Es war schon merkwürdig, aber der Gang des Lebens in unserem Dorf wurde über die Jahrhunderte hinweg sehr genau erfasst, obgleich es keine schriftlichen Aufzeichnungen, keine Tagebücher gab, die es ermöglicht hätten, eine leidlich getreue Chronik niederzulegen. Wenn es dennoch jemand eingefallen wäre, so hätte dieses Unterfangen letzten Endes dem Versuch geglichen, mit dem Zeigefinger ein Loch ins Wasser zu stechen. Zum Beispiel hätte er sich schon gleich zu Beginn, bei der Gründung des Dorfes, vor einer unüberwindlichen Mauer wieder gefunden und sich deshalb womöglich zu dem Gedanken verleiten lassen, unsere Ahnen seien mitsamt ihren Häusern von Gottes Hand direkt aus dem Himmel auf diesen Hügel versetzt worden. Es gab nämlich keine klaren Auskünfte über die Herkunft unserer Vorfahren und den Grund für ihre Entscheidung, sich ausgerechnet zwischen diesen beiden Bergrücken niederzulassen, die sich oben hinter dem Dorf vereinigten und mit den hohen Alpen zusammenwuchsen, deren Spitzen sommers wie winters ein weißes Schneehäubchen trugen. Diese beiden in der Niederung des Flusses fußenden Bergrücken lagen einander gegenüber und erzeugten eine Enge, die mit fallender Höhe noch zunahm, bis sie sich in eine blaue Linie verwandelte, das Bett des Wildbachs, der sich unten in den Fluss ergoss.

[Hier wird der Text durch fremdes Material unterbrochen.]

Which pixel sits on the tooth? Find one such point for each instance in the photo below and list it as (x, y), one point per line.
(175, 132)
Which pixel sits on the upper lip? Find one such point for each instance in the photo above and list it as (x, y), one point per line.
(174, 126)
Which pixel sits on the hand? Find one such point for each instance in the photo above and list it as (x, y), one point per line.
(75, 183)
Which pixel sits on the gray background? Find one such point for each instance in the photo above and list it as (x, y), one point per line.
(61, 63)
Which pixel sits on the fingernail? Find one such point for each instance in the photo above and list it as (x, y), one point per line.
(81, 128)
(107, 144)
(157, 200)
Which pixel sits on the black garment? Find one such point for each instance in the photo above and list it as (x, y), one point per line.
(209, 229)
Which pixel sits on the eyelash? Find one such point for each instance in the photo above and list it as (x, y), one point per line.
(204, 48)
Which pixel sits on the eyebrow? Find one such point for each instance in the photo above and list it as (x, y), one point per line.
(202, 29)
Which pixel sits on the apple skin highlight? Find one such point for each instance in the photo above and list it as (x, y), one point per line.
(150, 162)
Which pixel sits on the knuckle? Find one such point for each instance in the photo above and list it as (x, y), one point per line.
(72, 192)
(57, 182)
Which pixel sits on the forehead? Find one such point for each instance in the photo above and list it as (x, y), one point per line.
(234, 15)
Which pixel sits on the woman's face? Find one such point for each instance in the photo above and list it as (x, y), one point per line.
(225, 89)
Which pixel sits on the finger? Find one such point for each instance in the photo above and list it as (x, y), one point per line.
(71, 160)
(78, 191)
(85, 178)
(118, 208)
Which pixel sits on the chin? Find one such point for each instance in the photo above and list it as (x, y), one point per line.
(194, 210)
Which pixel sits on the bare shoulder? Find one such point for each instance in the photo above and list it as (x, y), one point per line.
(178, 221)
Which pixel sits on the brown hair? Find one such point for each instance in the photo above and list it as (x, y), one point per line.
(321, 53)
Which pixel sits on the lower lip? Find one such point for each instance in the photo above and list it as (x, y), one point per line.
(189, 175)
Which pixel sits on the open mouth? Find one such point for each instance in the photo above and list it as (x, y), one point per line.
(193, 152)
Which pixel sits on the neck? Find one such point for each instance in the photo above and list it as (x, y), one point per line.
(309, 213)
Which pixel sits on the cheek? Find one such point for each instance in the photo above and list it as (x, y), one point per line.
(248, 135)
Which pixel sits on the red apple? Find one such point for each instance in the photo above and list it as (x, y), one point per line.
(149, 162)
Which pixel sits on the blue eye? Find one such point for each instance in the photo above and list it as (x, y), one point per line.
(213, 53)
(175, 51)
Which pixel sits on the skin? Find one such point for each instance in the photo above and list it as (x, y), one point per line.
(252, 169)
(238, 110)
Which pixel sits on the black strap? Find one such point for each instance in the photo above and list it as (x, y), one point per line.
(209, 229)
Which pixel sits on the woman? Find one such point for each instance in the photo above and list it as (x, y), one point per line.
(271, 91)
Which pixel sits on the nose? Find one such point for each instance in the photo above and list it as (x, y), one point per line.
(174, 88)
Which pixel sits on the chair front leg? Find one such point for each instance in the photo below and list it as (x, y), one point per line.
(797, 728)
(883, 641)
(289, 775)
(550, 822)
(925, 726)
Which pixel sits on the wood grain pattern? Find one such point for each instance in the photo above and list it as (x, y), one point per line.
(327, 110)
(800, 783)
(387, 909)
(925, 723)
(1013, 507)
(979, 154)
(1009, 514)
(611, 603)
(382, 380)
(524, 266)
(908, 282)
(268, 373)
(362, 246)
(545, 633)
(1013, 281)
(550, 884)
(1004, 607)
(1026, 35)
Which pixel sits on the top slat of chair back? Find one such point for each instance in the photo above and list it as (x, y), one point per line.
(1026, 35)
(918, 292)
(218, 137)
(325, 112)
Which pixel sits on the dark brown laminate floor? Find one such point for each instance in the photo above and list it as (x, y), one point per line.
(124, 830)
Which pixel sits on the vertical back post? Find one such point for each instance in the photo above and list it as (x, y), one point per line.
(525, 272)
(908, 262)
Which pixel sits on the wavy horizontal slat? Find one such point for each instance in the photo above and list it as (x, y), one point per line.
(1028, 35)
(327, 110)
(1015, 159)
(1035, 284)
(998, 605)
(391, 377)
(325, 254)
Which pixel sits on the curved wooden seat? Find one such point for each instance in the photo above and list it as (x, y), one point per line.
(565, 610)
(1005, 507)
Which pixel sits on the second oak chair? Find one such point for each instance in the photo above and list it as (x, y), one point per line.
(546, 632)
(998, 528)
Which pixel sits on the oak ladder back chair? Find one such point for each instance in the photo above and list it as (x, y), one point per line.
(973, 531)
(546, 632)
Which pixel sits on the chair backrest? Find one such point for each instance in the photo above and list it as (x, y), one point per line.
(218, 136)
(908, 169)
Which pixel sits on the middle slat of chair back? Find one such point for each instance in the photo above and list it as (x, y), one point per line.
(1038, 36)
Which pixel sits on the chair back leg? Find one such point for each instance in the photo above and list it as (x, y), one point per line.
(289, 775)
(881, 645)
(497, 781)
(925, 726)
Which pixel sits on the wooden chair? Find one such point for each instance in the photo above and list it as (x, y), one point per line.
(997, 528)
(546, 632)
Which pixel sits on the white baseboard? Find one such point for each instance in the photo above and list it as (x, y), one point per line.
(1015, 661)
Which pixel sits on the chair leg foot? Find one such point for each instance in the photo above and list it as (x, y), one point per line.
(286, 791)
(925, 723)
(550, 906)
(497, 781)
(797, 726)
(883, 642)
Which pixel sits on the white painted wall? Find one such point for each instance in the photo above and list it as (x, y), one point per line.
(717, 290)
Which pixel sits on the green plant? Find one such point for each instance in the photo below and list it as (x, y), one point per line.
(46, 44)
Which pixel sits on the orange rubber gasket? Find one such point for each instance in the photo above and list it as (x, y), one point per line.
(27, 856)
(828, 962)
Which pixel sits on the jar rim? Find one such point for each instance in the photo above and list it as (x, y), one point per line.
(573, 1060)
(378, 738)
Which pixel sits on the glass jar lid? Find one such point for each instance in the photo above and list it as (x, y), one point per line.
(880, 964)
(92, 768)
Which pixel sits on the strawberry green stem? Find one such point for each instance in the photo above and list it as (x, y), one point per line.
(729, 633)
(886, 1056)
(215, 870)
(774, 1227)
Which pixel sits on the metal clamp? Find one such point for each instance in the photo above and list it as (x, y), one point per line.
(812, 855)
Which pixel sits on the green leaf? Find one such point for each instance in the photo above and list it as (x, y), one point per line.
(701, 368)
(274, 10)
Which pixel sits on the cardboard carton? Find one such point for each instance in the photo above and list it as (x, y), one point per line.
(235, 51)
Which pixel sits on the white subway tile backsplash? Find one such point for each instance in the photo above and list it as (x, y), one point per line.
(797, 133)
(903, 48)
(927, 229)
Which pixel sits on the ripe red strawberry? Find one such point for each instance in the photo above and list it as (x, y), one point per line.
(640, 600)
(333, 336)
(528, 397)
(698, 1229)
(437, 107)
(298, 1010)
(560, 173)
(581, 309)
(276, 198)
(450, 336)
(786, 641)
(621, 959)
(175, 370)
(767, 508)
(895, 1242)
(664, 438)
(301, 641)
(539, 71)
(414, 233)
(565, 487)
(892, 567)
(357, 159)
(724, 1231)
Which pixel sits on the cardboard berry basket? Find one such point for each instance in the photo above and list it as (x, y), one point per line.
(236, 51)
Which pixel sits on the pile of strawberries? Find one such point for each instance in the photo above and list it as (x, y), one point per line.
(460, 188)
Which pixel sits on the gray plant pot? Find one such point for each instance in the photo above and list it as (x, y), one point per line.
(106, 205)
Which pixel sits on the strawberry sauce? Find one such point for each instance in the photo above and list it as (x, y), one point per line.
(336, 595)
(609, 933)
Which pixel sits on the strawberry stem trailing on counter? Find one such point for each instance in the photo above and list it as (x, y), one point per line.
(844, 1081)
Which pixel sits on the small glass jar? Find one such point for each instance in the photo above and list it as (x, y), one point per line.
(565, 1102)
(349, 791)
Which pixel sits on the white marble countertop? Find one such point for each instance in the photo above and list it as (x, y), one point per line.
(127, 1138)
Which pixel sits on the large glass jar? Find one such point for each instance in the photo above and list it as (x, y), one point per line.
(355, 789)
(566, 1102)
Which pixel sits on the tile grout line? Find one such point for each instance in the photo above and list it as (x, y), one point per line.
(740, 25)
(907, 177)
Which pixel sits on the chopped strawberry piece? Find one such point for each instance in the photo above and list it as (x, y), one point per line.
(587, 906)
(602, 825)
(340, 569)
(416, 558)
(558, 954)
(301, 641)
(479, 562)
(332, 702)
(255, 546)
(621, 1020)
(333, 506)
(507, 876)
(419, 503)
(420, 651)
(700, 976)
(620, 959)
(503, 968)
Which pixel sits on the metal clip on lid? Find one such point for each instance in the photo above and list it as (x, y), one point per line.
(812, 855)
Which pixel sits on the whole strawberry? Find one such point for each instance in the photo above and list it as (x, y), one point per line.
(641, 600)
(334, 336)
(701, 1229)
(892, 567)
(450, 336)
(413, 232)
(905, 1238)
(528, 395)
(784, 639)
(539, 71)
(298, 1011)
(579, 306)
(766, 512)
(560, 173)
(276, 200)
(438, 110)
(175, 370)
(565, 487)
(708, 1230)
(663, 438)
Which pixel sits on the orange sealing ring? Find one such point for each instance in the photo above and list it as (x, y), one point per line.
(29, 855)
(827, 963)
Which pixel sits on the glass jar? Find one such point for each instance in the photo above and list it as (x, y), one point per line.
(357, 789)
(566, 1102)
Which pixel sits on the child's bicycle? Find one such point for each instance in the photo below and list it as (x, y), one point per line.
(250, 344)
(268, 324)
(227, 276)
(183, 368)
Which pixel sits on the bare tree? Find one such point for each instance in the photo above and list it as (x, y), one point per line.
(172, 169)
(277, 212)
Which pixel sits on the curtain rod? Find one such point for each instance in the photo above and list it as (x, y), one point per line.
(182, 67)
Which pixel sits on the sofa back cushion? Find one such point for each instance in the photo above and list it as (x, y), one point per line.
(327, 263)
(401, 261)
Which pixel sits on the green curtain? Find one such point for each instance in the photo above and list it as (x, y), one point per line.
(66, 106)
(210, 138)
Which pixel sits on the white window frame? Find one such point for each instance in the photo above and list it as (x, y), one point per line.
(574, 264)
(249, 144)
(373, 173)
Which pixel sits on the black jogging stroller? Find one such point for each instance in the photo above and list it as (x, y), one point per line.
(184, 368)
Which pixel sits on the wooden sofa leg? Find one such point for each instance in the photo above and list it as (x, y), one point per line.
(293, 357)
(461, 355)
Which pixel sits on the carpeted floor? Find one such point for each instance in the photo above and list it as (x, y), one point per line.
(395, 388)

An beiden Flanken dieses engen Einschnitts, der nur am Fluss an Weite gewann, wo das Laub von ein paar Nussbäumen den Eindruck eines geschwollenen grünen Bauches erweckte, waren die Häuser aufgereiht, die sich, fast aufeinander sitzend, bis an den Rand des Waldes hinaufzogen, der auf drei Seiten das Dorf umgab.